Construction of barriers along the US-Mexico border is continuing, even as COVID-19 continues to ravage the nation. American citizens in border communities, however, have protested the construction projects due to the increased presence of workers in these municipalities and thus larger breeding ground for the virus.
In a statement, US Customs and Border Protection declared that border barrier construction must continue because it allows its agents, "to decide where border crossings take place, not smugglers." It went on to note, "Illegal drug and human smuggling activities have decreased in those areas where barriers are deployed. Illegal cross-border traffic has also shifted to areas with inferior, legacy barriers or no barriers at all."
In the midst of the virus, the agency is struggling to grasp a new reality in which it is suffering with manpower shortages but more ground to monitor.
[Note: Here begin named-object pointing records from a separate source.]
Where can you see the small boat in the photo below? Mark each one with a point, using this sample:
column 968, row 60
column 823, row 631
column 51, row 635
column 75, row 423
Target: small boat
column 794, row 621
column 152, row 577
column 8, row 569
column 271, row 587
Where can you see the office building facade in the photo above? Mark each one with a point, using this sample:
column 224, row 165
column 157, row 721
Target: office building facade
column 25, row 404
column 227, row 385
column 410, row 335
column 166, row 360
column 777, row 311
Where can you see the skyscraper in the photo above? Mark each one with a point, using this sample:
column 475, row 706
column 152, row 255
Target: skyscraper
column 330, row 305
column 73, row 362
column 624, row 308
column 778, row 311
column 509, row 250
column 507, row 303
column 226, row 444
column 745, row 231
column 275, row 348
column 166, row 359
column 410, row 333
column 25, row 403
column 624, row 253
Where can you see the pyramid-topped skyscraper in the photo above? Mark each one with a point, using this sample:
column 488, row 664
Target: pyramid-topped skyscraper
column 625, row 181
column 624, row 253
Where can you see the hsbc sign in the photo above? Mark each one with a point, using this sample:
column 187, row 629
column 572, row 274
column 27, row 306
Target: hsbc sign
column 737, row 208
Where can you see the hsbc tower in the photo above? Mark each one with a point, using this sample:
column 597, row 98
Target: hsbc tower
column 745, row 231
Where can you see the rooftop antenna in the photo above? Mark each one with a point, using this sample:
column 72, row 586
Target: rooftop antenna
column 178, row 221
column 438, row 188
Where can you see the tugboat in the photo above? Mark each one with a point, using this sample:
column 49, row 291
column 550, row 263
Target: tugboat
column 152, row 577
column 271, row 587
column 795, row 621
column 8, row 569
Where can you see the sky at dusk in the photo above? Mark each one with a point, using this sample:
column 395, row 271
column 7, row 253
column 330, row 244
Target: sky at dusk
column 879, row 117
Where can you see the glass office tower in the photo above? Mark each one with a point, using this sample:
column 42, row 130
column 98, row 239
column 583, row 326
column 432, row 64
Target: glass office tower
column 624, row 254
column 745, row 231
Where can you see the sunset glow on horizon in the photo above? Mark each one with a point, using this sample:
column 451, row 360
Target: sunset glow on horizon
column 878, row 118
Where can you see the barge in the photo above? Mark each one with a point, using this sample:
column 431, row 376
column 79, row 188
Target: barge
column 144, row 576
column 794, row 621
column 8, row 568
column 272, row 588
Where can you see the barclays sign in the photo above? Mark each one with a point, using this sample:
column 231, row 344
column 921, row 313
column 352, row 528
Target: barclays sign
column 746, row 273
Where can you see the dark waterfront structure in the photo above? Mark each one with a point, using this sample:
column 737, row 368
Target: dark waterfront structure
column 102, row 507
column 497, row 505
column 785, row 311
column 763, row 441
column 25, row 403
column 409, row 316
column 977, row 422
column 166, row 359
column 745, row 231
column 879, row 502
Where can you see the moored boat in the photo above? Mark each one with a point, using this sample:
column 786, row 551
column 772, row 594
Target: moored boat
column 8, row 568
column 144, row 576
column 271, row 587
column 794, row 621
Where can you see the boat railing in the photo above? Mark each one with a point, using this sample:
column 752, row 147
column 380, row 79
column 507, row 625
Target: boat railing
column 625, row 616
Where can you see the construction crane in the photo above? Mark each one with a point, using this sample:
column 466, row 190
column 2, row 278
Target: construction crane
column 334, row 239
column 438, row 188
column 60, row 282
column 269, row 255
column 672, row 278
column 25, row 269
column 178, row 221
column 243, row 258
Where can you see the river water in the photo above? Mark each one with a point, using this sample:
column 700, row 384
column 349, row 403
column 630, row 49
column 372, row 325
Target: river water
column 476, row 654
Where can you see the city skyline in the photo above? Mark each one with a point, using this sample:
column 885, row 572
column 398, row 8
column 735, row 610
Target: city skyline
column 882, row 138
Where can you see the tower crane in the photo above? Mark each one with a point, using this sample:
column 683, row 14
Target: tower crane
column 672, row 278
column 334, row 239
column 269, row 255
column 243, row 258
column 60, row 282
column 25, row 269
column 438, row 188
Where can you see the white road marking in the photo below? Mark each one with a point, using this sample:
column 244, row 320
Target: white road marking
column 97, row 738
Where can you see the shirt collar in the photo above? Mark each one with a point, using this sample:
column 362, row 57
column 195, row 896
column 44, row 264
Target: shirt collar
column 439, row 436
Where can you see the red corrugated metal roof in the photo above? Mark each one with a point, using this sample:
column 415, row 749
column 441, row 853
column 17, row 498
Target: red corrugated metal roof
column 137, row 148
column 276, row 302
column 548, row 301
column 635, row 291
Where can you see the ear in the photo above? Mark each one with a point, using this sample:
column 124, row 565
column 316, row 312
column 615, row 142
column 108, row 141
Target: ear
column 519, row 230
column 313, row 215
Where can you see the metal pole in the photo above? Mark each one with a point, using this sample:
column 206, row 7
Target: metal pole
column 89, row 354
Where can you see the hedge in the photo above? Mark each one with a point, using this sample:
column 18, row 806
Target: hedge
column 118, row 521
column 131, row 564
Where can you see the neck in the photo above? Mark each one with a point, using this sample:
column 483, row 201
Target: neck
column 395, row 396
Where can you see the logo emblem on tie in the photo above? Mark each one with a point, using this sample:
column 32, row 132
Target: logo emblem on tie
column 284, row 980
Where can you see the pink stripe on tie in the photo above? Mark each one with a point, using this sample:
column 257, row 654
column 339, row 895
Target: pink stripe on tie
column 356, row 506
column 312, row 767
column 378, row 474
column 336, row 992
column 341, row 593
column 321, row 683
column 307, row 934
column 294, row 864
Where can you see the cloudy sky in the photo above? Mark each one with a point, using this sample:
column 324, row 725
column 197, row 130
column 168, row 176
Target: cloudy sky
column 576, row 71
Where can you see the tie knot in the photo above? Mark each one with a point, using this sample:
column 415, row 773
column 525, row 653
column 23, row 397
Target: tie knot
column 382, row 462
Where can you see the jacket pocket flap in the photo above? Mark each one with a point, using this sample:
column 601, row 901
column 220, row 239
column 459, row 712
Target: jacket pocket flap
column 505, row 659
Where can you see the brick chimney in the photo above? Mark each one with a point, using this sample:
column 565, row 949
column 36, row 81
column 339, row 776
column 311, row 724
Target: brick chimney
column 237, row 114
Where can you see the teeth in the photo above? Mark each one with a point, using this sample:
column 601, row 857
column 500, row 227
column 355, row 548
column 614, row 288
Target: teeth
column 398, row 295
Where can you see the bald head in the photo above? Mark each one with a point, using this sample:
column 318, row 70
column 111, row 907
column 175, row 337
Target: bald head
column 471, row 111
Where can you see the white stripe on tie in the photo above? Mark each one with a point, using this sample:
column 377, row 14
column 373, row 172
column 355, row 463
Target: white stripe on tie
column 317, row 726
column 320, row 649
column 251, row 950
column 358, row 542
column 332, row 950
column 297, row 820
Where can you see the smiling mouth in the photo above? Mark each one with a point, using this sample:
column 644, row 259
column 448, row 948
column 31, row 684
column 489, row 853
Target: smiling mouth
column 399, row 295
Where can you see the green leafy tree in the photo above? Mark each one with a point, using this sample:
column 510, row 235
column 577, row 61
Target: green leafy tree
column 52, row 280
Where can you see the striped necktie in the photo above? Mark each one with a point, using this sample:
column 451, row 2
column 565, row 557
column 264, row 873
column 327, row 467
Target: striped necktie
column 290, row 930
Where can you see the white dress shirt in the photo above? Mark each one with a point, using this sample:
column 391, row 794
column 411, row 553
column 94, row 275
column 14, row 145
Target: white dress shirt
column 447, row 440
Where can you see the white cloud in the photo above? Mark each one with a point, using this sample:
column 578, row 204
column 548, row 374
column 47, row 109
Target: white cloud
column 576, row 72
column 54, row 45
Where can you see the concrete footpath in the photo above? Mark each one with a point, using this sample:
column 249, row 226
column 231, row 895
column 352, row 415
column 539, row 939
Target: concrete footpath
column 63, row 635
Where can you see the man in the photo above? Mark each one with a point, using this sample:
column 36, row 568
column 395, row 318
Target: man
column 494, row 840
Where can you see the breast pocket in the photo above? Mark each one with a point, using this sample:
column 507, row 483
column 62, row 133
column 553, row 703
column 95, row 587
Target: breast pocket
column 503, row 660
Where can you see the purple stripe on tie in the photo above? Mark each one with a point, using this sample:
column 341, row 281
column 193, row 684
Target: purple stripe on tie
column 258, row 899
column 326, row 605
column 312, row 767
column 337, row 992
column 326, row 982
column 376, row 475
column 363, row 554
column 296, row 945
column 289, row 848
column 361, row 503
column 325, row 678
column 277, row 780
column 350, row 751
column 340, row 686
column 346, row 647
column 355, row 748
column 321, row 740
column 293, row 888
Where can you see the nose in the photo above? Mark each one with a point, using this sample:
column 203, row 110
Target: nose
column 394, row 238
In order to continue to achieve its mission, it has increasingly turned to technology and aerial surveillance. Along the Rio Grande river, tall white towers dot the shore. Atop each of these are remote control cameras with thermal imaging capabilities. In the sky, large white blimps, which Customs and Border Protection salvaged from a Department of Defense program, keep portions of the area under surveillance from above. Furthermore, the federal government has placed networks of underground sensors to detect movement and notify agents of activity, like illegal immigrants or smugglers moving across riverbanks and dirt trails.
As of April 27, 2020, the US government has completed a total of 170 miles (273 kilometers) of border wall, with another 180 miles (290 kilometers) under construction.
The views expressed are those of the author and do not reflect the official policy or position of the United States Army, Department of Defense, or the United States Government.